Und diese Woche war auch noch etwas mehr, zumindest für die aktuellen 10.-Klässler. Sie absolvierten mit der EuroKom, der Kommunikationsprüfung in Englisch, das erste Modul der Realschulabschlussprüfung, die sie bis Ende des Schuljahres dann komplett eworben haben wollen. Neben den Prüfungstagen stand für den Rest der Woche ein Intensivtraining in Mathematik an - dem Fach, bei dem sich immer noch einige schwer tun. "Wir haben in der Woche viel geübt und viel verstanden. Gut war, dass wir nicht auf die 45 Minuten Zeit achten mussten, so hatten wir weniger Zeitdruck, wir hatten einfach nur Mathe, da konnte man sich einfacher reindenken", waren Kommentare der Schüler, die man intensiv arbeitend im Schulhaus antreffen konnte.

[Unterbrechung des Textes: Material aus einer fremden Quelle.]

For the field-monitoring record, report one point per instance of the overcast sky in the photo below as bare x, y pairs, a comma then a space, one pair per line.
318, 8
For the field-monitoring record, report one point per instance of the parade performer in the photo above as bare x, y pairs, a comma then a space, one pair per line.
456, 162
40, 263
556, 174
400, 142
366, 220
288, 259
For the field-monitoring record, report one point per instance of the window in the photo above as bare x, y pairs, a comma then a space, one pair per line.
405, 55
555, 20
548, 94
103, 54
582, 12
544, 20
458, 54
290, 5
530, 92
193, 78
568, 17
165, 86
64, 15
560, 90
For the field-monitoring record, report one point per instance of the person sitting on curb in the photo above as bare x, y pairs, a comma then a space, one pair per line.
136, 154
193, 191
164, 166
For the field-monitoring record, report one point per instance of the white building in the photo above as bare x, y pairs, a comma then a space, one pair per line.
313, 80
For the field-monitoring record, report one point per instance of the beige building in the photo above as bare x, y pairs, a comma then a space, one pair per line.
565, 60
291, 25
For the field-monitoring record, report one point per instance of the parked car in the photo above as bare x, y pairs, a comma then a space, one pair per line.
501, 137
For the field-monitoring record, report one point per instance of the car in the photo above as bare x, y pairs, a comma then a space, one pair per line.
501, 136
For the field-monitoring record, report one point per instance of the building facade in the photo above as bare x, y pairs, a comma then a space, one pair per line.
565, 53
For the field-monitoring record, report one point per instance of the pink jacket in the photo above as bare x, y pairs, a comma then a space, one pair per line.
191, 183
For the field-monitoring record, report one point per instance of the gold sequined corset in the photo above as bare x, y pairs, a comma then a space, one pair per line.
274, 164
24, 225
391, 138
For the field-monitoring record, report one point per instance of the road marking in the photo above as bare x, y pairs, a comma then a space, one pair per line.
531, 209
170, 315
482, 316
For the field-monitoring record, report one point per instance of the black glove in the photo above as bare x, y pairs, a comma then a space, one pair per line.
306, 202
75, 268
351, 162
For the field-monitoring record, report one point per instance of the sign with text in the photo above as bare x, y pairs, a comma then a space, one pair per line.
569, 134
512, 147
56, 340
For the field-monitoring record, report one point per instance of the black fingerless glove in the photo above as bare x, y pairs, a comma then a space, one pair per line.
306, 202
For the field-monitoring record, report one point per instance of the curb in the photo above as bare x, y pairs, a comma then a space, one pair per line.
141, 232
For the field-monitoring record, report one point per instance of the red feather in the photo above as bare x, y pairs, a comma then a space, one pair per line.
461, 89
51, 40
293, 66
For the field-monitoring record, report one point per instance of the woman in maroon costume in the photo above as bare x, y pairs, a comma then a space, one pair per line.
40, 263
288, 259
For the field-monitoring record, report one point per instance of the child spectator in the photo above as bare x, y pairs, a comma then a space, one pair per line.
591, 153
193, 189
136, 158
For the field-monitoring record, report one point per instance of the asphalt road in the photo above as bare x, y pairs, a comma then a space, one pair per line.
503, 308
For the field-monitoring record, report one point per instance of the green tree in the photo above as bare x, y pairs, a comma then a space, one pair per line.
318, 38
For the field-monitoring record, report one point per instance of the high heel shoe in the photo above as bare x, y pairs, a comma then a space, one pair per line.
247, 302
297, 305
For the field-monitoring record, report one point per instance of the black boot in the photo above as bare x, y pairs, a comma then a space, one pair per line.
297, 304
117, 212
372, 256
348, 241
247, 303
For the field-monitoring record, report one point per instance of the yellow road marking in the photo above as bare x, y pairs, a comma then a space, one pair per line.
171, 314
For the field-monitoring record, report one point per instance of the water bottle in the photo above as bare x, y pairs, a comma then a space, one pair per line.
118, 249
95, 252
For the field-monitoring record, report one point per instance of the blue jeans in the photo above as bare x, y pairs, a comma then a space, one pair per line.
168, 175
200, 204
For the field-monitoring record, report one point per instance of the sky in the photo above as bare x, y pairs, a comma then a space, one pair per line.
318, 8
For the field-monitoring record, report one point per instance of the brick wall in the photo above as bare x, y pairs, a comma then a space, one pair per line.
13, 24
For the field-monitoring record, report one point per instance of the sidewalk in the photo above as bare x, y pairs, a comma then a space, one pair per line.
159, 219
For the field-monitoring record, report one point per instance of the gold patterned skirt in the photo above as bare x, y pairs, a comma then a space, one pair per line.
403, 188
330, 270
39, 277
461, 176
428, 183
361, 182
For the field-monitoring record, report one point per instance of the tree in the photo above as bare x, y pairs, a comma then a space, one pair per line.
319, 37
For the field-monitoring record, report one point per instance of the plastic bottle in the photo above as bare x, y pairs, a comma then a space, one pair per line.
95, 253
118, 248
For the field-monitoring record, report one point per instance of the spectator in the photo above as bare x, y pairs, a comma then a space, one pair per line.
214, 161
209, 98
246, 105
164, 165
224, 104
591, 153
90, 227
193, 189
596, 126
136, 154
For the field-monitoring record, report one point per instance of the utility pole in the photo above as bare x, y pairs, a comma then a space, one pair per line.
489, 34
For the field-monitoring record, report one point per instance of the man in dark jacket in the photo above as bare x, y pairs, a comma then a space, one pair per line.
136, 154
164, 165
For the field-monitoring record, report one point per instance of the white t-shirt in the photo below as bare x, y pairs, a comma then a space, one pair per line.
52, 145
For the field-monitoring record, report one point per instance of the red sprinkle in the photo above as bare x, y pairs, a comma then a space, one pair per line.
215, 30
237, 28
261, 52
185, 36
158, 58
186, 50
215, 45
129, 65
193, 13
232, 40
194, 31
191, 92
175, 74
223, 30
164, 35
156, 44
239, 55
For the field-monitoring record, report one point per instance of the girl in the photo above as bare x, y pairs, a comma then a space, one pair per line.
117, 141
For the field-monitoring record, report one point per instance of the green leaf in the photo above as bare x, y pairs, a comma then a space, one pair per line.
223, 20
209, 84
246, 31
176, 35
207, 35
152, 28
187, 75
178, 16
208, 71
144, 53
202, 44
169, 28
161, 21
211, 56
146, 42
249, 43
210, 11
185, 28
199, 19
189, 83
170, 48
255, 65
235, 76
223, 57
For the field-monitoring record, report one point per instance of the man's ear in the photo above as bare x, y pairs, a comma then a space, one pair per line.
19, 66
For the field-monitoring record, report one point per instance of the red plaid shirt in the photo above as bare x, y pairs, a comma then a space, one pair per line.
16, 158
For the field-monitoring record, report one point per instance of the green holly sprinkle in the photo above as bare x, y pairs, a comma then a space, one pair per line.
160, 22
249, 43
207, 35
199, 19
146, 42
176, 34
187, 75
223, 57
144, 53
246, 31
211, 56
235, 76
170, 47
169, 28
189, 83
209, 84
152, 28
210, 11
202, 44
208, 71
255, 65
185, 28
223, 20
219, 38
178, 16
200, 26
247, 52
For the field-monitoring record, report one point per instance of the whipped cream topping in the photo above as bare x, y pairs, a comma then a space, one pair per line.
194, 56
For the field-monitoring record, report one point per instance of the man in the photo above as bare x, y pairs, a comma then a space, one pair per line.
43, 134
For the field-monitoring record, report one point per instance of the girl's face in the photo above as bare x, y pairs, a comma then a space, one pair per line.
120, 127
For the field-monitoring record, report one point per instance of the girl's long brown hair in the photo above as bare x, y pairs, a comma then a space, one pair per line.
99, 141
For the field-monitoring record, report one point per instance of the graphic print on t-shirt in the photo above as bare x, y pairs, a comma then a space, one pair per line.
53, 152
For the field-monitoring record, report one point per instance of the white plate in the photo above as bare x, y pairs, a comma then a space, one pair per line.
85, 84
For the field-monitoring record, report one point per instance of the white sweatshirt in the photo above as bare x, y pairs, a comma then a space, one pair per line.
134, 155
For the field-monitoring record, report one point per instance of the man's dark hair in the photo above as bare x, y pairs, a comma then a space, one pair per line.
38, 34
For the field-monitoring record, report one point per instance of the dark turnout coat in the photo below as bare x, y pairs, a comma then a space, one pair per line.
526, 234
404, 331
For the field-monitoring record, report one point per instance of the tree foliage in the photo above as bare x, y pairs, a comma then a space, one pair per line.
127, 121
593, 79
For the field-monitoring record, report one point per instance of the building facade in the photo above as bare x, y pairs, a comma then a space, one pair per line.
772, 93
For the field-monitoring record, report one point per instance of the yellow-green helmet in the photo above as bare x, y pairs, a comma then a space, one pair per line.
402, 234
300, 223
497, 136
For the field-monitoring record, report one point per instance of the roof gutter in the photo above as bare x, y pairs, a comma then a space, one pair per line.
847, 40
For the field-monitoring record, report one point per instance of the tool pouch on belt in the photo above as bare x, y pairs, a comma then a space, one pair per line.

Alles in allem gab es viel Lob für die Woche: die Schüler freute, dass der Unterricht nicht nur in 45 Minuten zustückelt und vor allem auch praktisch und mit dem ein oder anderen Ausflug und Lerngang ausgerichtet war, das Kollegium erfreute sich der Zeit und der Freiheit, projektorientiert arbeiten zu können. Auch Schulleiter Jürgen Wolf freute sich: "Das war diese Woche ein anderes Unterrichten. Das werden wir wiederholen."